When we first hear terms like “Artificial Intelligence” (AI) and “Deep Learning,” we tend to judge them with a set of preconceived ideas generated by a sensationalist media and a plethora of Hollywood films. It is easy to assume that anything produced by Artificial Intelligence is extremely complicated, and kind of scary – whether that be chess playing computers, driverless cars, or humanoid robots like Sophia; the first robot to receive citizenship of any country. However, I hope to convince you that (at least for now) Artificial Intelligence is deceptively simple and that there is really nothing that scary going on under the hood in most instances of AI.
By now we are quite used to computers performing basic mathematical operations like multiplying or dividing much faster than us—this doesn’t scare us. We understand that the structure of computers allows them to make calculations like these extremely quickly and that our pocket calculators certainly don’t need to be conscious to find the square root of 158. I would like to argue that we should feel the same way about most of the things AI is doing today.
Let’s take the case of an Artificial Neural Network learning how to identify the emotion shown on a human’s face. Without any specialist knowledge, this seems like a daunting task, and the thought of the computer learning about emotions might give us reason to consider it conscious – however this is simply not the case.
An Artificial Neural Network (ANN) despite originally being inspired by the brain, actually bears almost no resemblance to the brain whatsoever. At heart, it is more like a glorified calculator. We can think of an ANN as a function which converts an input to an output. In this case, it would be converting an image into a label. The way it connects the image to the label is to simply multiply the values of each pixel by some parameters which we can think of as tuneable dials. (There is also some non-linearity in there, which again sounds complicated but is often as simple as converting any negative values to 0.)

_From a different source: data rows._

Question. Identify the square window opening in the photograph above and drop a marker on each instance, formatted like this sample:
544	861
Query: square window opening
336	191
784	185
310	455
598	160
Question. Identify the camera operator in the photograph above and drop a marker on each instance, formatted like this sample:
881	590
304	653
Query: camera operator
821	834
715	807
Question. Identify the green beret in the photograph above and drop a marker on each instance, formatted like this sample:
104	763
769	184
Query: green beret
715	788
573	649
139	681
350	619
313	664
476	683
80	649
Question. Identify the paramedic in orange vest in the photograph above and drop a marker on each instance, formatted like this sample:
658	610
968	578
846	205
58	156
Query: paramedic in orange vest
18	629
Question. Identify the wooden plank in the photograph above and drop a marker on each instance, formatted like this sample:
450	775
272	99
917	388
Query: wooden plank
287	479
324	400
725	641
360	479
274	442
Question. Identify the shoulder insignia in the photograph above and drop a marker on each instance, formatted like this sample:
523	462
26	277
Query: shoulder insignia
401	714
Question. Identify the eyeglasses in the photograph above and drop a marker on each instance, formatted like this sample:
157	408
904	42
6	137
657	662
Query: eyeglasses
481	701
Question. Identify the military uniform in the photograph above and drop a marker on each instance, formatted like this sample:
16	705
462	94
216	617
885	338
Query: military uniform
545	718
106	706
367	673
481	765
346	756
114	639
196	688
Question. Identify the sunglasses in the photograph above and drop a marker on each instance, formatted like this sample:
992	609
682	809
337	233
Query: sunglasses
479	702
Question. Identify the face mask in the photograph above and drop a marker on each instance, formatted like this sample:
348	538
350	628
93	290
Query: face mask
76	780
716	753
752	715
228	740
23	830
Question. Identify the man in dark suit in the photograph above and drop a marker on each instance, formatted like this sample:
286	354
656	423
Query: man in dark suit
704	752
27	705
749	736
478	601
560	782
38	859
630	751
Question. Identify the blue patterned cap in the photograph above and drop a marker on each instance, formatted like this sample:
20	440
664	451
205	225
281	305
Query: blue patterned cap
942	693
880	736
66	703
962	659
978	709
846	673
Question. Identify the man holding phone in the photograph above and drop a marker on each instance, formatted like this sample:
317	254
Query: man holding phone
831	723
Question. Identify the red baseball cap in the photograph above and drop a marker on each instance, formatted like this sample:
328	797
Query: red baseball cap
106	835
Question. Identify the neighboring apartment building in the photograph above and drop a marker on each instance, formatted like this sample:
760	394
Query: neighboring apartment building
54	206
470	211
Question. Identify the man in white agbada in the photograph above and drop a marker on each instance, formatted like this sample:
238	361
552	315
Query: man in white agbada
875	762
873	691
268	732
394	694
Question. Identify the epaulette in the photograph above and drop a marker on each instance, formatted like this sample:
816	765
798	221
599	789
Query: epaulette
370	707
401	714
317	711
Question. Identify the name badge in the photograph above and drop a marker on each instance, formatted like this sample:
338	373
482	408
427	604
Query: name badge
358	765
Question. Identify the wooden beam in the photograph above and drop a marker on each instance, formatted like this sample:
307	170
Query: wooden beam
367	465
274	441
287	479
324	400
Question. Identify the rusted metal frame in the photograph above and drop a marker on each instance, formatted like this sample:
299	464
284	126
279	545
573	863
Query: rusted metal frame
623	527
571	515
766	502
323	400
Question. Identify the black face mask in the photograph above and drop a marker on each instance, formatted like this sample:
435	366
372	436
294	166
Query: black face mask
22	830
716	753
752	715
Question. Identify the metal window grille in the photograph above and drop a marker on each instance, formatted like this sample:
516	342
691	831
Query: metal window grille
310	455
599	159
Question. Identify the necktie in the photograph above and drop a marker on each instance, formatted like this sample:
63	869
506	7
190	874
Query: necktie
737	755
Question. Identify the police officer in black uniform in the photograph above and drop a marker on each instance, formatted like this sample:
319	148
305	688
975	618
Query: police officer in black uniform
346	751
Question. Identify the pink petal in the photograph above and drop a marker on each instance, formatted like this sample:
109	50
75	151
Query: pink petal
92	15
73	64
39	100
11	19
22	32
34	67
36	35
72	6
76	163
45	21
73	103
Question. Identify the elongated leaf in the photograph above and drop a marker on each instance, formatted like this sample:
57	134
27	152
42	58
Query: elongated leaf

When an ANN first begins its task of predicting an emotion from a picture of a face, it tunes these dials randomly, and so the first guess probably isn’t going to be very good. In order to make a better guess it “learns” by looking a few thousand pictures of faces. The actual “learning” is done by checking how far off its prediction was from the true label, and tuning the dials so that this distance is minimized. This process is called optimization and usually taught to students during high school.
That’s all there is to it folks. Almost all AI in the world today can be explained in terms like these, and so we shouldn’t think of Jesse the Driverless Car, Deep Blue the Chess Playing Computer or Sophia the Hong Kongese Robot as anything more than glorified calculators with arms and wheels.
Rohin Berichon was a recipient of a 2018/19 AMSI Vacation Research Scholarship.